Gibson
da Costa
A
vida etérea das “redes sociais” é a vida do marketing pessoal.
Estamos todos numa vitrine na qual nos vendemos por meio das
aparências. É a vida das edições de imagens, que impulsionam a
[auto]massagem do ego na disputa pelos “likes” da “Rede Social”

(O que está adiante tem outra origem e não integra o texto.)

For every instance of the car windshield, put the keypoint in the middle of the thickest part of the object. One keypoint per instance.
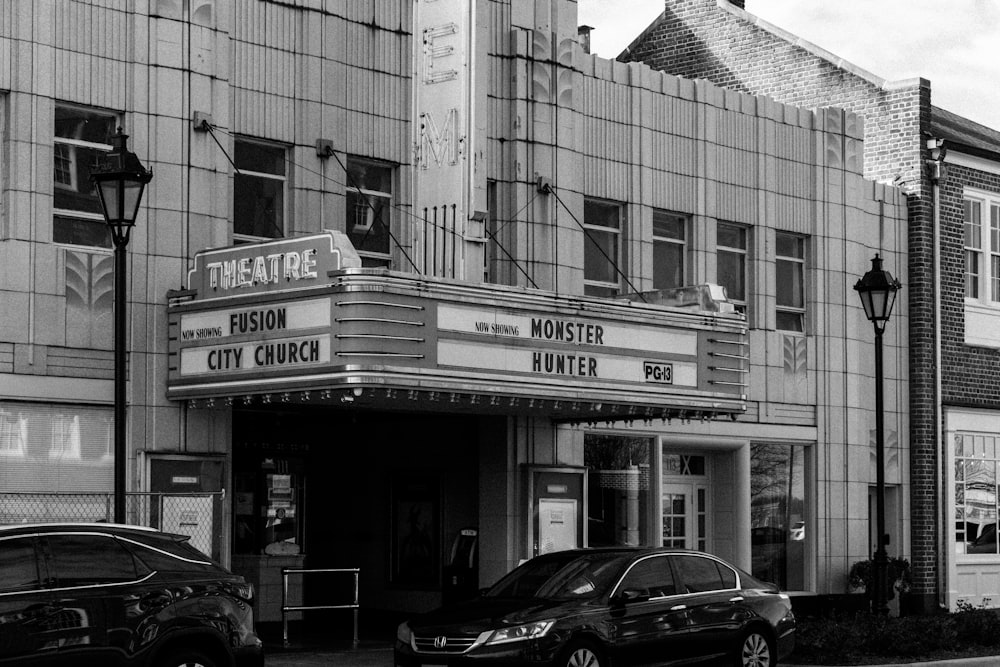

de todas as redes sociais. É a vida das imagens com citações
descontextualizadas e, muitas vezes, apócrifas. Agora, a disputa e o
conflito giram em torno de outra forma de poder: o poder da imagem
autoconstruída dum “eu-mercadoria”, projetado, desenhado,
manipulado, escrito pelo gosto e preferências alheias.
A
coisa triste dessa baratização da humanidade digitalizada é que
facilmente nos tornamos vítimas de falsos “filósofos”. E a
“Rede Social” está repleta desses. Eles oferecem uma autoajuda
barata que se vende como “filosófica”; uma autoajuda que oferece
a “cura” para o deficit de “leitura” de nossa cultura: criam
inimigos e heróis – os inimigos, claro, são todos aqueles de quem
discordam e que deles discordam; os heróis são eles próprios,
cercados por acólitos que repetem os refrões bélicos típicos de
fanáticos!
E eu
que sempre pensara que a criticidade fosse a base da filosofia! O
julgar pela aparência, em minha compreensão, se afasta muito de
qualquer noção filosófica de criticidade. Ou, como bem escreveu
Roger Scruton (autor com quem nem sempre concordo): “os seres
racionais não somente olham para as coisas, eles olham dentro das
coisas”. Assim, qualquer “filósofo” que se venda como fonte de
verdade única, enquanto condena todo e qualquer autor como se fosse
mentiroso e, por isso, inferior a si, pratica qualquer coisa, menos
filosofia!
A
filosofia é inseparável do pensamento crítico, e este – de
acordo com Hannah Arendt – faz com que tornemos “o outro”
presente por meio da imaginação. Essa criticidade (ou
“esclarecimento”) nos faria conhecer e considerar os pontos de
vista de outras pessoas. E, assim, poderíamos analisar um objeto por
todos os lados, a partir de diferentes perspectivas.
Proclamar
anátemas não é filosofar; é, antes, dogmatizar. E a dogmatização
é um instrumento utilíssimo para o marketing pessoal daqueles que
se vendem como “gurus” da “filosofia” das redes sociais. Como
o que proclamam é “a verdade”, e todos os outros são
mentirosos, seus discípulos os veem como “autoridade”
intelectual, moral, espiritual etc. Assim, uma nova geração de
fanáticos é criada. O questionamento e o filosofar são assaltados.
Defensores da violência, da tortura, do autoritarismo e da
hierarquia são exaltados como baluartes da “esperança” – uma
esperança vazia que já decepcionou inúmeros no passado e não
falhará em decepcionar os acólitos desses falsos “filósofos”
do presente.
Você
não tem de acreditar em nada do que escrevo. Não quero nem preciso
de seguidores. Apenas convido você, que lê essas palavras, a olhar
para “dentro das coisas”, a analisar qualquer coisa a partir de
diferentes perspectivas. Em outras palavras, convido você a
filosofar!
Referências
ARENDT,
Hannah. Lições sobre a filosofia política de Kant.
Rio de Janeiro: Relume-Dumará, 1993.
SCRUTON,
Roger. Bebo, logo existo: guia de um filósofo para o vinho.
Tradução Cristina Cupertino. São Paulo: Octavo, 2011.